Advertencia: Este capítulo puede contener violencia o escenas sexuales explicitas, por lo que se recomienda discreción por parte del lector.
Lean y comenten
Moonbeam
Capítulo 60 – Eternal Night
El frio clima del norte del reino cubría la Colonia azotando las cabañas con fuerza. Los fríos vientos se sentían como dagas de hielo que traspasaban el pelaje de los ponis golpeando la piel de los habitantes sin miramientos. Aun así, ninguno de ellos se atrevía a retirarse al interior de sus cabañas. Corceles, yeguas, potros y potrancas permanecían de pie, completamente a merced de los gélidos vientos sin apartar la mirada del cielo nocturno.
Después de haber escuchado aquel grito de dolor que su amada princesa de la noche había dejado escapar momentos antes, ninguno de ellos podía dejar de preocuparse por el bienestar de la deidad de la noche. Ningún poni podía creer lo que había ocurrido, la misma pregunta presente en la mente de todos los presentes, la misma interrogante que nadie se atrevía a hacer en voz alta. ¿Qué o quién podría haber causado tal dolor a la princesa Luna?

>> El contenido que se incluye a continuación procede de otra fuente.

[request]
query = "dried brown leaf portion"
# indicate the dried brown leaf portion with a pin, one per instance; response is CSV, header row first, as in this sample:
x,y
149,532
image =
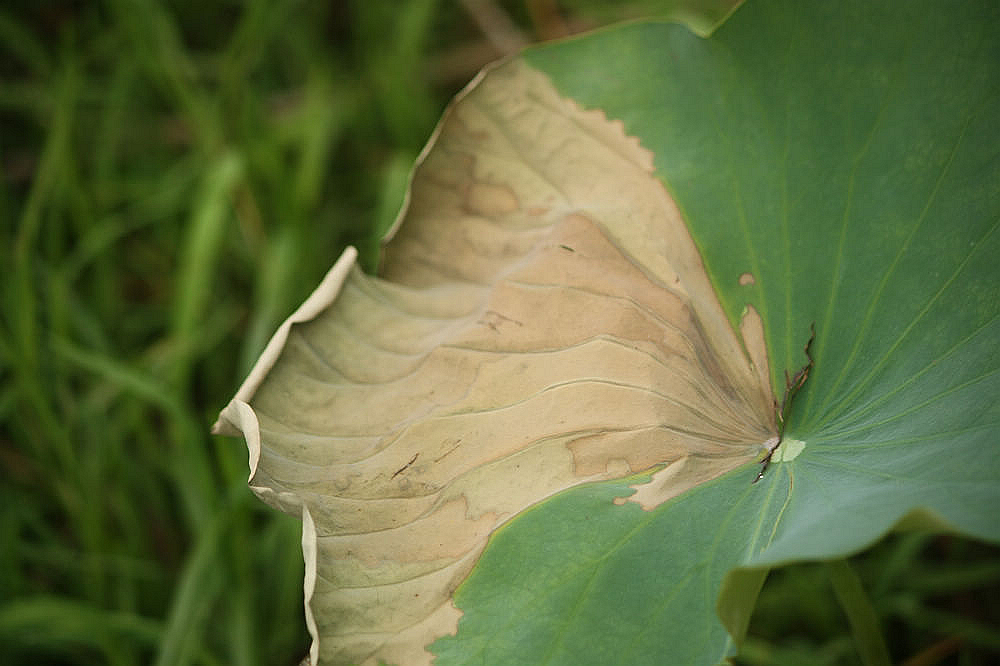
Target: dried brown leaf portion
x,y
544,321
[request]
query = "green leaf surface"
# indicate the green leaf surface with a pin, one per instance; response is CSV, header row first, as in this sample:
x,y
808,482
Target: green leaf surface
x,y
835,169
845,156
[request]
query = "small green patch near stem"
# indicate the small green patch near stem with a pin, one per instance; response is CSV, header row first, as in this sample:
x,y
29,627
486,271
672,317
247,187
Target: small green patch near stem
x,y
860,614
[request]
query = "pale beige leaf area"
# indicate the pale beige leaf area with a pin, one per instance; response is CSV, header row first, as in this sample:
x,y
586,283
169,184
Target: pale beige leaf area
x,y
544,320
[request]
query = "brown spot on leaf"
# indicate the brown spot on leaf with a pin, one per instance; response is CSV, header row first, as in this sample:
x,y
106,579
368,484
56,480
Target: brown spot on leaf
x,y
516,368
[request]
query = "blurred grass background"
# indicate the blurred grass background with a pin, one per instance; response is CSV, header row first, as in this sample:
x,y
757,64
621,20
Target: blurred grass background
x,y
175,178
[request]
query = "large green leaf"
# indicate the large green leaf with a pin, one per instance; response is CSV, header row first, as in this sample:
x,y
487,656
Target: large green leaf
x,y
837,170
845,156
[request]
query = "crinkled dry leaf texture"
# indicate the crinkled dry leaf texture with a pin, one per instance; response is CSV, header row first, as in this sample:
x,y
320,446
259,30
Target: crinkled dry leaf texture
x,y
544,320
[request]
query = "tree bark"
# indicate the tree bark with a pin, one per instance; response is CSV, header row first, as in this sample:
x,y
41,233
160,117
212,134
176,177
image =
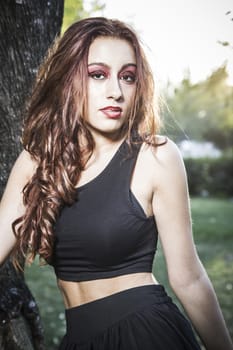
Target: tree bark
x,y
27,29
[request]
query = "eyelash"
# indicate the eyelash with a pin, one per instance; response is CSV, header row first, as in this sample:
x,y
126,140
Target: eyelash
x,y
129,78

Todos ellos apreciaban a la Princesa de la noche con todo su corazón. Para la gran mayoría, Luna era su salvadora, la princesa representaba la tenue luz que había logrado iluminar sus oscuras vidas para guiarlos a un futuro mejor, a una vida feliz, a un mundo lleno de esperanza. Para otros Luna era la prueba viviente de que incluso las noches más oscuras y tenebrosas también podían ofrecer una belleza inigualable. Mientras unos cuantos, consideraban a la princesa de la noche como su más cercana amiga, un preciado tesoro que se había cruzado en sus vidas por azares del destino, pero todos ellos coincidían en una cosa… Todos ellos harían lo que estuviera al alcance de sus pezuñas con tal de salvar a la princesa del dolor que la agobiaba por dentro. Y por ello los habitantes esperarían su regreso sin importar el precio.
-La melodía de esta cancion es "Daughter of the Moon" interpretada por "Nightcore"-
-…-
-Luz Lunar, somos estrellas que a tu lado están-
-Que esta noche quieren preguntar, si tu dolor pueden cargar-
-…-
-Nuestra Luz, Belleza y Serenidad sin fin-
-En nuestro mundo te adentraste así-
-Nuestra razón para vivir-
-…-
-Cuidar de ti, es lo que haremos-
-Siempre, hasta el final-
-Como el mar, estamos listos-
-Para, dejarnos guiar-
-…-
-Deseamos ser, felices a tu lado esta vez-
-Y si el camino espinoso es-
-Con gusto yo lo aceptaré-
-…-
-Sabes bien, que un juramento hicimos también-
-Pues si el destino contigo es muy cruel-
-Tu condena compartiré-
-…-
-Luz Lunar, con tus estrellas-
-Siempre, podrás contar-
-Y que el mar, refleje siempre-
-La luz, de tu bondad-
-…-
-Donde estés, recuerda siempre que en mí podrás contar-
-Pues si un adiós, no ha sido dicho, sé bien que volverás-
-…-
Cantaron los ponis mirando la enorme Luna que le pertenecía a su amada princesa de la noche.
Tras escuchar la historia de Sweetcare, Merak se dejó caer sobre sus cuartos traseros sobre la superficie de madera.
Los guardias nocturnos no podían evitar sentir un terrible conflicto en su interior. Por lo menos, ahora comprendían el comportamiento de su hermana Épsilon y la razón por la que había aceptado cargar toda la culpa de lo ocurrido esa noche.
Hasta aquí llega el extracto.